One knight—Sir Erek—and four lay-brothers had been killed, and six more had been wounded, two severely. Given the odds they'd faced, that was a low casualty list, but that made neither the deaths less painful nor the suffering of the wounded easier. Now the two champions sat apart from the others, wrapped in blankets while they recovered from the exhaustion of healing those wounded men. It wasn't simply physical weariness, but a champion's ability to heal depended on three things: his faith, the strength of his own will, and his ability to directly channel the power of his deity. As joyous as that was, it was also as strenuous, in its own way, as any battle. The focused will and faith, the ability to see the wounded man whole as he ought to be, produced the exhaustion, but the direct communion with their god produced its own sense of... bemusement and almost dreamy wonder.
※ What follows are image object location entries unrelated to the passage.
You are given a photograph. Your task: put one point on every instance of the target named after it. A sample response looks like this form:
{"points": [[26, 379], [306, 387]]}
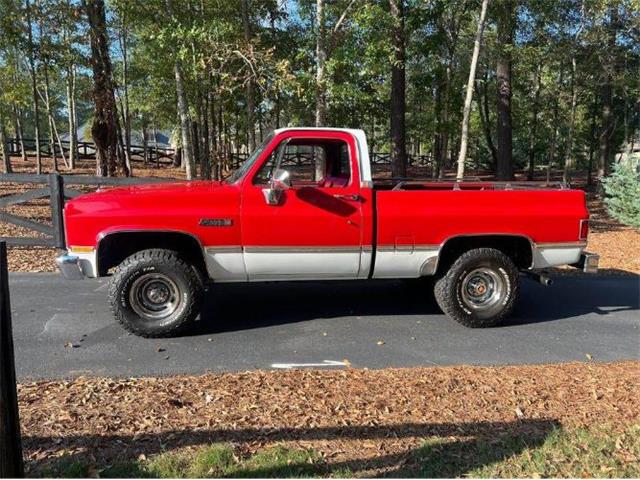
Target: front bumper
{"points": [[588, 262], [69, 266]]}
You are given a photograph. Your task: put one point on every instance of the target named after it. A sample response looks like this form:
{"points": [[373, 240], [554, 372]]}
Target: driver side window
{"points": [[321, 163]]}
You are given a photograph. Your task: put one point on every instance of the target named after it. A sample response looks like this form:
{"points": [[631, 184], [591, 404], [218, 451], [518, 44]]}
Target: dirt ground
{"points": [[617, 244], [367, 421]]}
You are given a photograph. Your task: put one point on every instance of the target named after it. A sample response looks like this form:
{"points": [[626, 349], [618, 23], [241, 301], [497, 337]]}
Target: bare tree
{"points": [[464, 136], [607, 125], [503, 73], [323, 52], [34, 86], [6, 159], [398, 92], [183, 111], [105, 127], [246, 22]]}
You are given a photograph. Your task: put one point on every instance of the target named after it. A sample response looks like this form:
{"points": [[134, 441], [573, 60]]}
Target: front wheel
{"points": [[155, 293], [480, 288]]}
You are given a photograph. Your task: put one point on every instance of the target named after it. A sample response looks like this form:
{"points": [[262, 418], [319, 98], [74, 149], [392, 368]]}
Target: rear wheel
{"points": [[155, 293], [480, 288]]}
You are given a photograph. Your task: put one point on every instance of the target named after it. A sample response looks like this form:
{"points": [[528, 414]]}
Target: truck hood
{"points": [[179, 206], [152, 194]]}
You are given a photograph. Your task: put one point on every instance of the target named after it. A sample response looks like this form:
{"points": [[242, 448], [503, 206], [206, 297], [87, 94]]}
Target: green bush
{"points": [[623, 194]]}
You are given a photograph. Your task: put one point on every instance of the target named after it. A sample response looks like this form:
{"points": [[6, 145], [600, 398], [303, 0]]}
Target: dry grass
{"points": [[358, 422]]}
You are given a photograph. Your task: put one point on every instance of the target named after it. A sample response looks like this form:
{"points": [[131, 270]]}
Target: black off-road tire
{"points": [[454, 303], [179, 277]]}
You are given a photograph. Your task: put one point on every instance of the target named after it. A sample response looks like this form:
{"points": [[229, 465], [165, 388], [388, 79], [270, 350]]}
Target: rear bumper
{"points": [[69, 266], [588, 262]]}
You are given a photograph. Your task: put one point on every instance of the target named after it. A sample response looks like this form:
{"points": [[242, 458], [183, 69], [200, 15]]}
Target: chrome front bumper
{"points": [[588, 262], [69, 266]]}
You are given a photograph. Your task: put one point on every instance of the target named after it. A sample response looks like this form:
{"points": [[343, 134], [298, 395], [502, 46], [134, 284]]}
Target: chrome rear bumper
{"points": [[588, 262], [69, 267]]}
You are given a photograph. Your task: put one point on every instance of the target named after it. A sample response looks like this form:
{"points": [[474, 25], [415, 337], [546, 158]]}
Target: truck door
{"points": [[314, 230]]}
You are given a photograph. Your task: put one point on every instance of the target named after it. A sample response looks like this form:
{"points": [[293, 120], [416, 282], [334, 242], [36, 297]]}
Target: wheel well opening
{"points": [[516, 247], [115, 247]]}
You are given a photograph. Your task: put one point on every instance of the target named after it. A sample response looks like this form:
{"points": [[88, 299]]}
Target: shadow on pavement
{"points": [[233, 307], [453, 448]]}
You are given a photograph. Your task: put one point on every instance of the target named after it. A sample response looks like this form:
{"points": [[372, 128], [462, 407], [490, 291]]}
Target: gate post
{"points": [[56, 187], [11, 465]]}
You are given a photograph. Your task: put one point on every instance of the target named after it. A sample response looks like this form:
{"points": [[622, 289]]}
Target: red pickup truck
{"points": [[304, 206]]}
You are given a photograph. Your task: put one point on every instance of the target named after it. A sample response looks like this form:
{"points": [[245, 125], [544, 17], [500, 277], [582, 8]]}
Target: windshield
{"points": [[246, 166]]}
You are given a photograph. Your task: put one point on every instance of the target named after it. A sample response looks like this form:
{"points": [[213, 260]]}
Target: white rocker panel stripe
{"points": [[237, 264], [553, 255], [225, 264], [406, 262], [301, 264]]}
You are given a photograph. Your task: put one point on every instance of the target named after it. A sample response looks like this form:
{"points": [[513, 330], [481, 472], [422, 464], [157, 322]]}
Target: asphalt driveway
{"points": [[64, 329]]}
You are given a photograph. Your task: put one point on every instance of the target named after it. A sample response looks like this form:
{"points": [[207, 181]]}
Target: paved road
{"points": [[255, 326]]}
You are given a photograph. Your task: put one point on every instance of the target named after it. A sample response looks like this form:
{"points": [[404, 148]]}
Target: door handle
{"points": [[351, 197]]}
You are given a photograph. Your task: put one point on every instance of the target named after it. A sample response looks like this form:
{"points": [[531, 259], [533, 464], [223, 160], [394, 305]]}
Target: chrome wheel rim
{"points": [[154, 296], [482, 289]]}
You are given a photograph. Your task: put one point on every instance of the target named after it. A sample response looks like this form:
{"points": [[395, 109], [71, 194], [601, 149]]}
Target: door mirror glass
{"points": [[280, 181]]}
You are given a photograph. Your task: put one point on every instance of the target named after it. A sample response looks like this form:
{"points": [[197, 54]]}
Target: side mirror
{"points": [[280, 181]]}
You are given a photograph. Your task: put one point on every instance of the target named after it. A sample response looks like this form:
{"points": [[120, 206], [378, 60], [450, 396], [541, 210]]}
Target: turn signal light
{"points": [[584, 229]]}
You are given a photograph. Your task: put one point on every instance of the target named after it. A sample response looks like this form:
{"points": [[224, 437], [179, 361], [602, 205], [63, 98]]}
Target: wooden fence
{"points": [[11, 465], [55, 188], [161, 155], [87, 150]]}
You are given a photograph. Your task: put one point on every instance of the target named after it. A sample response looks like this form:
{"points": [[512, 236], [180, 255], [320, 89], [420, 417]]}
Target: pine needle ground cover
{"points": [[570, 420]]}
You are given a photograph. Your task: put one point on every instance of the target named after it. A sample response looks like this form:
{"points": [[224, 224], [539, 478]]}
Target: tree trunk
{"points": [[34, 88], [19, 133], [398, 91], [485, 119], [213, 144], [607, 124], [246, 22], [556, 125], [126, 115], [464, 136], [73, 130], [183, 111], [592, 140], [321, 59], [54, 138], [105, 128], [145, 142], [503, 74], [6, 158], [533, 129], [568, 158]]}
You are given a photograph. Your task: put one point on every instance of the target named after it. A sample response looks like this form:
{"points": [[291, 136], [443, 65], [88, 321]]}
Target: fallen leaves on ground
{"points": [[374, 419]]}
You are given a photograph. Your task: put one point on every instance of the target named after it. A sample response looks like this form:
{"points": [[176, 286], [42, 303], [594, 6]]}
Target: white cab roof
{"points": [[361, 139]]}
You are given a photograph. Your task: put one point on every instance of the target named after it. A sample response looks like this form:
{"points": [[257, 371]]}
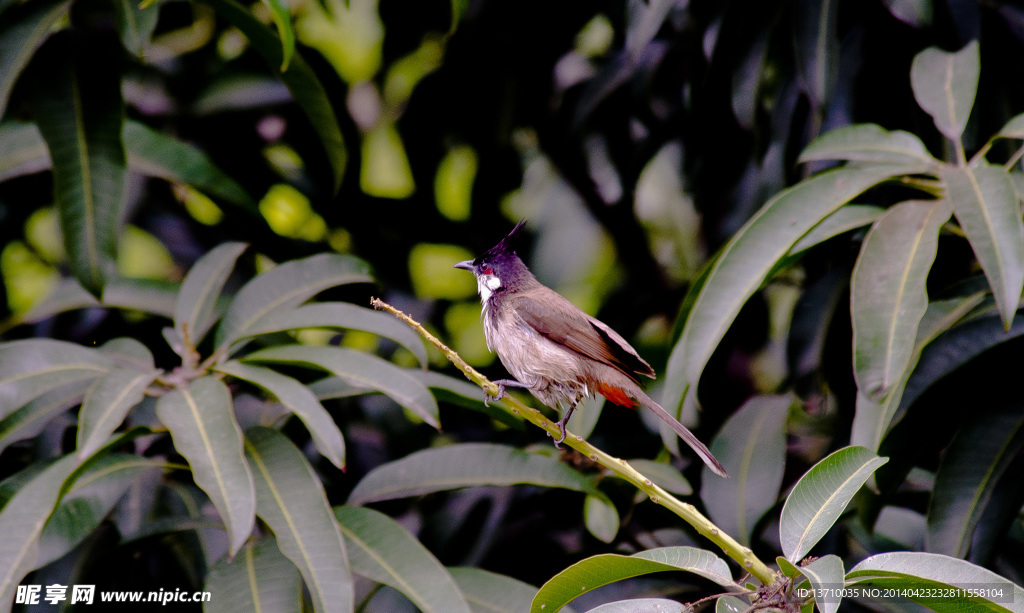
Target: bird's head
{"points": [[500, 267]]}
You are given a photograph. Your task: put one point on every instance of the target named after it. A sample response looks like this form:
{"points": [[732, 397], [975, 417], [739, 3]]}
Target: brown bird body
{"points": [[552, 348]]}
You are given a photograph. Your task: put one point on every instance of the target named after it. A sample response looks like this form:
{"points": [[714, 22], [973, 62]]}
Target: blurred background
{"points": [[635, 136]]}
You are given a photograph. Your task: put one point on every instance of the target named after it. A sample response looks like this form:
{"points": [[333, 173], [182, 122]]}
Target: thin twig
{"points": [[620, 467]]}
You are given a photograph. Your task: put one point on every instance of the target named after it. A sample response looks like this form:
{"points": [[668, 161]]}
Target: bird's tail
{"points": [[684, 433]]}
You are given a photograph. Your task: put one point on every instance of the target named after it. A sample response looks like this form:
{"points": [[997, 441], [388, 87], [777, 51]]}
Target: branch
{"points": [[687, 512]]}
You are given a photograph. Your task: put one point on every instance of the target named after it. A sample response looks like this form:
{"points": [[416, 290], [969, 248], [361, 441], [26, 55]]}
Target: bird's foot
{"points": [[501, 383], [501, 394]]}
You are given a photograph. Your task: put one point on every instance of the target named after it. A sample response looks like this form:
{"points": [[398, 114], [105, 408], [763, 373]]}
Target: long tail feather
{"points": [[684, 433]]}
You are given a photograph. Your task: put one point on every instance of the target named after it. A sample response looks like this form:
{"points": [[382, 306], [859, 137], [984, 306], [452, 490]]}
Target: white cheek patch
{"points": [[485, 285]]}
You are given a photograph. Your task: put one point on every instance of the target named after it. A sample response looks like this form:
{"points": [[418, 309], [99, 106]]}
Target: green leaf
{"points": [[873, 418], [845, 219], [342, 314], [79, 112], [826, 576], [381, 550], [291, 499], [491, 593], [647, 605], [300, 79], [601, 518], [22, 521], [23, 30], [158, 155], [986, 207], [973, 468], [913, 12], [128, 353], [24, 149], [298, 399], [259, 578], [750, 256], [31, 419], [359, 368], [31, 367], [107, 404], [283, 19], [466, 465], [816, 46], [945, 84], [203, 427], [195, 308], [912, 571], [752, 446], [90, 498], [888, 297], [868, 142], [287, 286], [603, 569], [135, 23], [821, 495]]}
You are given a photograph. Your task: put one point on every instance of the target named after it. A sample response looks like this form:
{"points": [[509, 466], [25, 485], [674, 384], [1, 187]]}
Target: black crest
{"points": [[507, 245]]}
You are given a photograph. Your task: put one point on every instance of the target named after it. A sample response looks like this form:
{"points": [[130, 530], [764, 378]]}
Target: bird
{"points": [[555, 350]]}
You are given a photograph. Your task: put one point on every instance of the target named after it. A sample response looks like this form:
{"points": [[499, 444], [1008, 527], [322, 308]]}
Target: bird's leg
{"points": [[502, 384], [563, 422]]}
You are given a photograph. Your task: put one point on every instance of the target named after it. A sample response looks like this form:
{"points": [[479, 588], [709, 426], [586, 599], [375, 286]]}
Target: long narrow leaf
{"points": [[873, 418], [204, 430], [752, 446], [968, 478], [820, 496], [79, 112], [22, 520], [31, 419], [466, 465], [24, 150], [300, 79], [291, 499], [30, 368], [360, 369], [491, 593], [945, 85], [606, 568], [259, 578], [342, 314], [107, 404], [89, 500], [888, 297], [286, 286], [868, 142], [381, 550], [23, 30], [157, 155], [846, 218], [299, 400], [986, 207], [743, 263], [194, 310]]}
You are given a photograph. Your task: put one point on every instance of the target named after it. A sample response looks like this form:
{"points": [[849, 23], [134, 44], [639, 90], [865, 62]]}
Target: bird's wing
{"points": [[558, 319]]}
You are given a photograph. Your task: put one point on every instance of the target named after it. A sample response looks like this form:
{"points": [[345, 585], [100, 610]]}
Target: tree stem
{"points": [[687, 512]]}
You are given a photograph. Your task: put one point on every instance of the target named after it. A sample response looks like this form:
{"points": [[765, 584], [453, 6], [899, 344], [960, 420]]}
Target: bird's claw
{"points": [[501, 394]]}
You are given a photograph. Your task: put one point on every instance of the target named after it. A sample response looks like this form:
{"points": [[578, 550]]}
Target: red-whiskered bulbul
{"points": [[559, 353]]}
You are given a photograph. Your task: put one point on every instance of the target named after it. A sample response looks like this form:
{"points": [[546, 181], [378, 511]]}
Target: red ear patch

Still, they'd had time to recover from the stronger aftereffects, and Kaeritha gave the hradani a moderately stern glance.

Bahzell grimaced, but he also nodded. There was no question that he commanded their party—which, after all, had been assembled to get him home to deal with Sharnā's meddling in Navahk—but Kaeritha had been a champion for almost eight years. It was hard to remember sometimes that she was senior to him, for despite her formidable height (for a human woman), she was of less than average height and delicate compared to hradani women, and she was almost ten years younger than he. Yet senior she was... and no one who had seen her in action this afternoon would ever think of her as a fragile flower of sheltered femininity.

"Aye, I know," he agreed after a moment, "but if the boot were on the other foot, these bastards wouldn't be caring less what our lot might have sworn. And if they hadn't been after swearing it, and if all our people weren't after being in the Order's colors, then Brandark and I could convince them easy enough... and without laying a finger on 'em, either." Kaeritha raised an eyebrow, and he grinned evilly. "We're hradani, Kerry, and all the world knows as how hradani would sooner slit a man's throat than look at him. Trust me. If these lads weren't after knowing as how calling on Tomanāk protects them from us, we'd scare 'em into loosening their tongues quick enough."

"I see." Kaeritha considered for a moment, then chuckled. "You know, I think I'd like to see that. And as far as I know, scaring them into talking isn't against the Code."

"As far as that goes, Milady," Vaijon said, crossing from the fire to bring the two of them steaming mugs of tea, "we can always hope they violate their oaths of surrender."

"I don't think that was precisely what Tomanāk had in mind when he ruled that a prisoner's violation of the terms of surrender frees His followers from the Code," Kaeritha told him dryly as she accepted a mug. He acknowledged her point with a nod, but the wistful longing in his eyes didn't fade, and she shook her head. "You two deserve each other," she said, waving the mug at them. "Either Bahzell is a corrupting influence on you, Vaijon, or else there was always a nasty streak of peasant practicality in you and you just didn't know it."